LA CHIESA AFFERMA CON CERTEZZA CHE PER ARRIVARE ALL'ESISTENZA DI DIO BASTA LA RAGIONE (PER NON CADERE NEL FIDEISMO CHE LA CONSIDERA INUTILE)
di Giacomo Samek Lodovici
I due interventi inaugurali del Convegno internazionale su Dio recentemente promosso dalla Cei hanno riproposto un tema decisivo. Il cardinal Ruini ed il filosofo Robert Spaemann hanno infatti ribadito la possibilità di elaborare delle dimostrazioni razionali dell’esistenza di Dio. La scelta di iniziare il Convegno con questo discorso è molto importante anche nei riguardi del mondo cattolico, perché non pochi credenti cadono nel fideismo, che nega il contributo della filosofia alla fede, considerandola inutile o addirittura perniciosa, e poggia la fede soltanto su un sentimento interiore e sulla Bibbia. In realtà, la capacità della ragione di giungere a Dio è affermata già dalla stessa Bibbia. Un passo della Lettera ai romani (I, 19-21), citato più di una volta al Convegno: «Ciò che di Dio si può conoscere è agli uomini manifesto […]. Infatti […] le sue perfezioni invisibili possono essere contemplate con l’intelletto nelle opere da lui compiute». E la Lettera di Pietro (1 Pt, 3, 15) esorta a promuovere il cristianesimo appunto anche mediante la ragione: «Adorate il Signore, Cristo, nei vostri cuori, pronti sempre a rispondere a chiunque vi domandi ragione della speranza che è in voi».
Anche sulla scorta di questi passi la Chiesa si è molte volte pronunciata sulla possibilità di affermare Dio con la ragione. Per esempio nell’enciclica Fides et Ratio (§ 24, 36 e 53),
dove, inoltre, Giovanni Paolo II ha criticato (al § 55) i 'pericolosi ripiegamenti sul fideismo, che non riconosce l’importanza della conoscenza razionale e del discorso filosofico per l’intelligenza della fede, anzi per la stessa possibilità di credere in Dio'. Ma potremmo citare anche molti interventi di Benedetto XVI. Similmente, il cardinal Bagnasco ha rimarcato al Convegno che «purtroppo […] sentimentalismo ed emotivismo […] finiscono per avallare l’opinione diffusa che religione e ragione appartengano a due mondi, se non contrapposti, quantomeno incomunicabili».

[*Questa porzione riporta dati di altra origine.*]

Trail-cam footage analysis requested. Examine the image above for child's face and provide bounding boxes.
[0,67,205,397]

Per contro, la filosofia può recare alla fede almeno due preziosissimi contributi.
Anzitutto, le prove filosofiche dell’esistenza di Dio possono essere proposte a chi non è già cristiano, possono condurre l’ateo a convincersi dell’esistenza di Dio e possono inoltre portare il non cristiano sulla soglia della fede nel Dio cristiano. In effetti, i cristiani diventano tali sia perché ricevono la fede direttamente da Dio o da qualche persona che inoltre la testimonia, sia anche, a volte, perché vengono convinti da dei ragionamenti. Per esempio, s. Agostino si è convertito grazie a s. Ambrogio ed alla lettura dei discorsi dei filosofi neoplatonici, s. Edith Stein è arrivata al cristianesimo leggendo s. Teresa e grazie alla filosofia di s. Tommaso, e Janne Haaland Matlary – già viceministro norvegese, che era agnostica (ed in certi periodi atea) - è arrivata al cattolicesimo proprio grazie alla filosofia.
Inoltre, la filosofia può soccorrere anche chi è già credente: anche i più grandi santi hanno attraversato periodi in cui nessun sentimento interiore confermava loro l’esistenza di Dio, come è avvenuto a Madre Teresa di Calcutta. È la «notte dello spirito», per usare l’espressione di s. Giovanni della Croce. In simili momenti, la filosofia, che può dimostrare l’esistenza di Dio e anche alcuni aspetti della sua natura (onnipotenza, sapienza, giustizia, provvidenza, ecc.), può aiutarci a rimanere convinti che Dio esiste, a riconoscerlo anche quando si addensa il buio.